Un projet de déclaration antérieur expliquait quant à lui que les ministres réétudieraient la question en mars 2010, dans le but de fixer une date pour l’ouverture des négociations.
Selon une source diplomatique européenne, Athènes a indiqué ne pas vouloir lever son veto avant les élections présidentielles grecques de mars 2010.
Le secrétaire d'Etat aux Affaires européennes, Pierre Lellouche, a déclaré lundi 7 décembre que les ministres n’étaient pas sur la même longueur d’onde, la Grèce s’opposant à toute mention d’une date alors que d’autres pays souhaitaient lancer les négociations au plus vite.
La France soutient la Grèce
Il a précisé que la France, qui désire repousser tout nouvel élargissement de l’UE après l’adhésion attendue de la Croatie et de l’Islande en 2012, a soutenu la Grèce en signe de solidarité. Ceci en dépit du bénéfice pour l’UE de commencer les discussions dès que possible.
La déclaration a salué les progrès des réformes en Macédoine, en particulier dans le domaine de la lutte contre la corruption.

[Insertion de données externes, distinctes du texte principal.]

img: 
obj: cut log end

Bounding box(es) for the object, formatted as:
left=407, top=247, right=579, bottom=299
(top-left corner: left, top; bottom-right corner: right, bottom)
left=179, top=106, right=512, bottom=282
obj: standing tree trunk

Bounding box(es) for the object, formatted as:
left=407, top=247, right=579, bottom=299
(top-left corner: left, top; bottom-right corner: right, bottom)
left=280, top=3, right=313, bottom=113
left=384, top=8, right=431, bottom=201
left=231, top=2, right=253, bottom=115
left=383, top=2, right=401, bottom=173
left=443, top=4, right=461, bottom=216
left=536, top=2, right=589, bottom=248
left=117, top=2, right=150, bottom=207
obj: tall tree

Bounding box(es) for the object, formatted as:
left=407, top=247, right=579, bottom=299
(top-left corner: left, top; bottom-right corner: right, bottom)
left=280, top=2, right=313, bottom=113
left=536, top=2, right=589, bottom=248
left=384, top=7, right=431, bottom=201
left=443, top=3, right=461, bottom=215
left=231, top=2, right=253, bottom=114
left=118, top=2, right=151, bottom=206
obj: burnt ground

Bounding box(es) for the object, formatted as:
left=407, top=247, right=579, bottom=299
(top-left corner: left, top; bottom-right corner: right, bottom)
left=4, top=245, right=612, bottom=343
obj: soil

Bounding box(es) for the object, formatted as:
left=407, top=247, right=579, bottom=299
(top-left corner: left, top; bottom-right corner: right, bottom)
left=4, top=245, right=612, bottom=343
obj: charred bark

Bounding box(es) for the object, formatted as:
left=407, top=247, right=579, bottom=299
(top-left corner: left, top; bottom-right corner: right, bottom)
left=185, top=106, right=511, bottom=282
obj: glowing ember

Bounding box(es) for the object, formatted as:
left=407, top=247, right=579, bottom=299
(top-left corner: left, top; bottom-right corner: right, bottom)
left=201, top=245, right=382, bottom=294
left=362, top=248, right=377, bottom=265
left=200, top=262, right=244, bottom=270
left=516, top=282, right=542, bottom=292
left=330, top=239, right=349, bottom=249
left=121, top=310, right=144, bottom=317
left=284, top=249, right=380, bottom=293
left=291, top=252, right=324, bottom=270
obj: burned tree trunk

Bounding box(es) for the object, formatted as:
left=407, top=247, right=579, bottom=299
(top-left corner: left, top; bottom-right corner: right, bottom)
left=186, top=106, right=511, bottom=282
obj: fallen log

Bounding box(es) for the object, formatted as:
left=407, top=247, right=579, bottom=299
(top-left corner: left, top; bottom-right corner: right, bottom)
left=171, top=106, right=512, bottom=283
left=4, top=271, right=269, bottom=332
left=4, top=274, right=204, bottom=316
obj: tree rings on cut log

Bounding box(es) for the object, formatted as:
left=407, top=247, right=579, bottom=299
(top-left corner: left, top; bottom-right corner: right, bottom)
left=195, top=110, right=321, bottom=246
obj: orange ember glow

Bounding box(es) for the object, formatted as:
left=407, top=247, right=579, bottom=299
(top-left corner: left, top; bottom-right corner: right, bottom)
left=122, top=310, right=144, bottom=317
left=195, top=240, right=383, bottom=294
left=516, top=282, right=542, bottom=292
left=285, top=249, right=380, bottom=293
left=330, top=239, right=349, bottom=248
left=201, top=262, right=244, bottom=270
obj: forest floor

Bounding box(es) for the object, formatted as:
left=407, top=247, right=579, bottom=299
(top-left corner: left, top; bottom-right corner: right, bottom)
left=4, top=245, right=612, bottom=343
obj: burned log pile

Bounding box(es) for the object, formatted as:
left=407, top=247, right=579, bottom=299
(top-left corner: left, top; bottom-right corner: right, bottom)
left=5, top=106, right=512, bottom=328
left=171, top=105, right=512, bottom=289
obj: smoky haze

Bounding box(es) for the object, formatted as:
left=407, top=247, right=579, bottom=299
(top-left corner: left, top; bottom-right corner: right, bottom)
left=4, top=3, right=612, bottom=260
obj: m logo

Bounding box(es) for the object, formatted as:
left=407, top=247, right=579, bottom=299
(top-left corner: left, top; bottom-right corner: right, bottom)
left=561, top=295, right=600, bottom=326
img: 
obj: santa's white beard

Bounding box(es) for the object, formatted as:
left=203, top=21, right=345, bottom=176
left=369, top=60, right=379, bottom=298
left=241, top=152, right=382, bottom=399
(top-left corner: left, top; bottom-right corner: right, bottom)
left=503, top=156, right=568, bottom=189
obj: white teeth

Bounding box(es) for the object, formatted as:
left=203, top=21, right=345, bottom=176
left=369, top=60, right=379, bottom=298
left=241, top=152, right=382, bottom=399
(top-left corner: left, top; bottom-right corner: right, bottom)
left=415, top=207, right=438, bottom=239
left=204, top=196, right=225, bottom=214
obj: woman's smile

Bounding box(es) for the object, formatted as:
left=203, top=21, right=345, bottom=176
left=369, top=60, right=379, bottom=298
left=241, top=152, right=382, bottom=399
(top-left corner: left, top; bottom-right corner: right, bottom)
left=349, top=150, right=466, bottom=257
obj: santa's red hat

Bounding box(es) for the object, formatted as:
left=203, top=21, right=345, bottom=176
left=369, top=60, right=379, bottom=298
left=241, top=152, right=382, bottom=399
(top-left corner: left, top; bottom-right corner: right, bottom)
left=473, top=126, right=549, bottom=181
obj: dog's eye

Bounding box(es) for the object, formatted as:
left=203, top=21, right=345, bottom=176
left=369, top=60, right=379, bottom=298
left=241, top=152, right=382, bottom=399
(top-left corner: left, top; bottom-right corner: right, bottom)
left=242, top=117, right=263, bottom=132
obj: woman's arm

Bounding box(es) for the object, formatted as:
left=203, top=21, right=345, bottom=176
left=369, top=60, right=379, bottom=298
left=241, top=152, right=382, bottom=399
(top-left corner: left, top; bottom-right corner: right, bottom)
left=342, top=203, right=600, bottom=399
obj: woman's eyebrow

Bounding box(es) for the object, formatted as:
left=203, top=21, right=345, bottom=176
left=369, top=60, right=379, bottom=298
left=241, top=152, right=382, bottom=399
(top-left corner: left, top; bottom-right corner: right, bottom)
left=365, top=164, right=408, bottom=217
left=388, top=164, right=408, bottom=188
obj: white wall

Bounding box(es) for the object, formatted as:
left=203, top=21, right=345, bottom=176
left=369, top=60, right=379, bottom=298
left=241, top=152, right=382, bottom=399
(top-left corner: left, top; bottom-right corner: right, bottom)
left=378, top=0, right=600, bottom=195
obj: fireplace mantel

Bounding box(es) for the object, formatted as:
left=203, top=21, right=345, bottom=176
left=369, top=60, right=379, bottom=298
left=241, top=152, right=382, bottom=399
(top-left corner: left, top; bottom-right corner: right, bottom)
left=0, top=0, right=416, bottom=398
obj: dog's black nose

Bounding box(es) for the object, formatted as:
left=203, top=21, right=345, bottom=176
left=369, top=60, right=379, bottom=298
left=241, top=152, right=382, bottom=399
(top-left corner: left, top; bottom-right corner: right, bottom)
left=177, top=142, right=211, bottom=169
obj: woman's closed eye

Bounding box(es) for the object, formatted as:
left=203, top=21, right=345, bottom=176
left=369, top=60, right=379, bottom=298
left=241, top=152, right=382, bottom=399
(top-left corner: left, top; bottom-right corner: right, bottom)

La Macédoine a également établi des liens plus étroits avec l’UE ces derniers mois, d’où la levée probable des restrictions sur les visas le 19 décembre. Toutefois, les ministres réclament une justice plus indépendante et la position de la Grèce reste un obstacle.
Ces derniers ont plaidé pour une résolution de la question du nom et un maintien de bonnes relations de voisinage. Ils se sont félicités du réchauffement des relations entre la Grèce et la Macédoine.
POSITIONS:
Dans un éditorial intitulé « Un holocauste européen », le quotidien macédonien Nova Makedonia remet en question l’intérêt pour le pays de rejoindre une UE qui n’a « aucun principe ».
« Quel prestige y a-t-il encore à adhérer ? Où est le prestige dans une Union où le dialogue est remplacé par les diktats ? », lit-on dans l’éditorial. Et d’enchaîner : « Quel type de valeurs ces eurocrates prêchent-ils, s’ils ne sont pas tenus de les respecter en premier lieu ? De quels progrès parle-t-on quand vous dites aux Macédoniens : agenouillez-vous, baisez ma main, et pour le reste, nous déciderons …» Autre grief : nommer le dernier communautaire « traité de Lisbonne », port « d’où l’Europe a commencé ses conquêtes coloniales ». « Un nouveau néocolonialisme ? N’est-ce pas l’esprit de la décision d’aujourd’hui du Conseil des ministres ? », s’interroge le texte.
CONTEXTE:
En avril 2006, Athènes a refusé l’adhésion de la Macédoine à l’OTAN. La raison: un conflit sur la dénomination « Macédoine ».
La Grèce craint en effet d’éventuelles revendications territoriales de Skopje sur la province homonyme du nord de la Grèce. Une réaction nationaliste violente a suivi dans le petit Etat de 2,5 millions d’habitants.
En conséquence la Macédoine, candidate officielle depuis décembre 2005, ne peut toujours pas prétendre à l’ouverture des négociations pour adhérer à l’UE. Les documents parlent d’ailleurs d’«ancienne république yougoslave de Macédoine» (ARYM) et non de Macédoine.
Les négociations sous l’égide de l’ONU pour résoudre le différend avec la Grèce progressent peu. Les ministres des Affaires étrangères de l’UE se sont réunis les 7 et 8 décembre à Bruxelles pour décider de la suite du processus d’adhésion des candidats à l’UE.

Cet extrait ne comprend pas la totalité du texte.